Still, Mr. Fitzgerald … sought a conviction, and he went so far as to jail Judith Miller for 85 days to obtain evidence against her sources, one of whom was Mr. Libby.

Ms. Miller’s new memoir recounts that after her conditions had been met and Mr. Fitzgerald asked the court to release her from jail in September 2005, she was summoned to testify before the grand jury. While Mr. Fitzgerald prepared her, she recalls, his pointed queries led her to believe that a four-word question regarding Joseph Wilson surrounded by parentheses in her notebook—“(wife works in Bureau?)”—proved that Mr. Libby had told her about Ms. Plame’s CIA employment in a June 23, 2003, conversation (well before Mr. Libby’s phone conversation with Russert). She so testified at trial in 2007.

Three years later, Ms. Miller writes, she was reading Ms. Plame’s book, “Fair Game,” and was astonished to learn that while on overseas assignment for the CIA Ms. Plame “had worked at the State Department as cover.” This threw “a new light” on the June 2003 notebook jotting, Ms. Miller says, since the State Department has “bureaus,” while the CIA is organized into “divisions.”

Ms. Miller, who had spoken to many State Department sources around the same time she spoke to Mr. Libby, says in her memoir that she then realized she must have begun her conversation with him wondering whether Mr. Wilson’s wife worked at the State Department. Ms. Miller also now understood that “If Libby, a seasoned bureaucrat, had been trying to plant her employer with me at our first meeting in June, he would not have used the word Bureau to describe where Plame worked.”
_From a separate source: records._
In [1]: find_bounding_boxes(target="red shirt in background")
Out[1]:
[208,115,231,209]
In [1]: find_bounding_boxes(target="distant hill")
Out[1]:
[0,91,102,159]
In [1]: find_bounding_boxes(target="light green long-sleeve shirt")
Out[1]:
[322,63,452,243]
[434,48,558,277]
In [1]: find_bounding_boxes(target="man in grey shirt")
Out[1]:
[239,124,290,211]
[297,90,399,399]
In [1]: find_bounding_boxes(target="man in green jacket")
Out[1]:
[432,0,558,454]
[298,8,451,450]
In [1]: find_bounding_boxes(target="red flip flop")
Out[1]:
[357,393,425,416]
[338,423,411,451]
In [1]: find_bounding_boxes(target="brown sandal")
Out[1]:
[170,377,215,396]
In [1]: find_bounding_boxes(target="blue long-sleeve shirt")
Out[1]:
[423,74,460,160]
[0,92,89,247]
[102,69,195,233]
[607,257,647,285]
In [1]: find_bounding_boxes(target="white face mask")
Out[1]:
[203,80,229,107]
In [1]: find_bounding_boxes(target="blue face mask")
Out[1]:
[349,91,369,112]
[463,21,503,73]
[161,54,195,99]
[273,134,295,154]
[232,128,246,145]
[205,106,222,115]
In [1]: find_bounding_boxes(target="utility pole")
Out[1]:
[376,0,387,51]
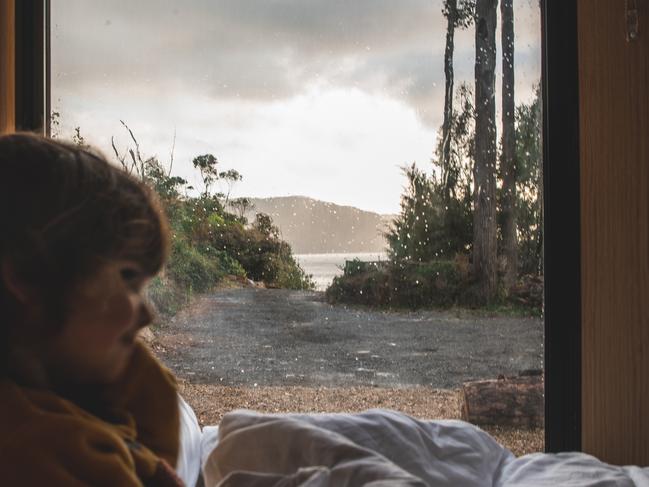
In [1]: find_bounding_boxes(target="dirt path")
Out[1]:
[156,288,543,388]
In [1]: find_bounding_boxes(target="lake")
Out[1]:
[295,252,387,291]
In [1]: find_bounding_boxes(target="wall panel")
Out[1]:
[578,0,649,465]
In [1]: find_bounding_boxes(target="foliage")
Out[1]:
[334,86,543,310]
[78,121,314,315]
[326,260,471,308]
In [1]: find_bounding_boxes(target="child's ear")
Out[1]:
[0,258,34,303]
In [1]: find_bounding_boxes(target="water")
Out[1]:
[295,252,387,291]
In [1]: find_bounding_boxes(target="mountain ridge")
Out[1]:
[245,195,394,254]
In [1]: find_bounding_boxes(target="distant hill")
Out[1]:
[246,196,394,254]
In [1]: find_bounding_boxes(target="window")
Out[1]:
[24,0,575,454]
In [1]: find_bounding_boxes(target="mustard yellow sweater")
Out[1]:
[0,344,182,487]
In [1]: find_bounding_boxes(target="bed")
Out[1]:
[178,401,649,487]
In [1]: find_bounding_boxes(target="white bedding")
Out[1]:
[176,410,649,487]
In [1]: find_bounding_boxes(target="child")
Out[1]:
[0,134,182,487]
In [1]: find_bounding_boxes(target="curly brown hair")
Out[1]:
[0,134,169,371]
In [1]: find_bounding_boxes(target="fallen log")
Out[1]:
[462,375,545,428]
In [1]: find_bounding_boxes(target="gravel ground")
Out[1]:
[159,288,543,389]
[152,288,543,455]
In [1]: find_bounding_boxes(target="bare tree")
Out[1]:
[473,0,498,303]
[500,0,518,291]
[441,0,475,201]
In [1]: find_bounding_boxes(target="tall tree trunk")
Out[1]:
[500,0,518,292]
[442,0,458,203]
[473,0,498,303]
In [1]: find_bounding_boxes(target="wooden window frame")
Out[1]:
[16,0,581,452]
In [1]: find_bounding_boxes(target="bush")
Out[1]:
[326,260,469,308]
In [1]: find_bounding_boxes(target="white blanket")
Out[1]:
[181,410,649,487]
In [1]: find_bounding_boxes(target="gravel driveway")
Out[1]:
[157,288,543,388]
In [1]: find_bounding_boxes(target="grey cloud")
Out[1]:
[52,0,540,129]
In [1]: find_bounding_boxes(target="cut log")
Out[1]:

Mr. Fitzgerald, who had the classified file of Ms. Plame’s service, withheld her State Department cover from Ms. Miller—and from Mr. Libby’s lawyers, who had requested Ms. Plame’s employment history. Despite his constitutional and ethical obligation to provide exculpatory evidence, Mr. Fitzgerald encouraged Ms. Miller to misinterpret her ambiguous notes as showing that Mr. Libby brought up Ms. Plame.

If Ms. Miller had testified accurately, she would have dealt a severe blow to Mr. Fitzgerald’s central contention that Mr. Libby was lying when he said he was surprised to hear Russert mention Ms. Plame.

In its account to the Court of Appeals, the disciplinary counsel who recommended his reinstatement notes that Libby had maintained his innocence of the charges for which he was convicted.  And noted (footnote 3), “[W]e have not found a basis with which to quarrel with his presentation of facts.”

In sum, I agree entirely with Joe DiGenova’s view.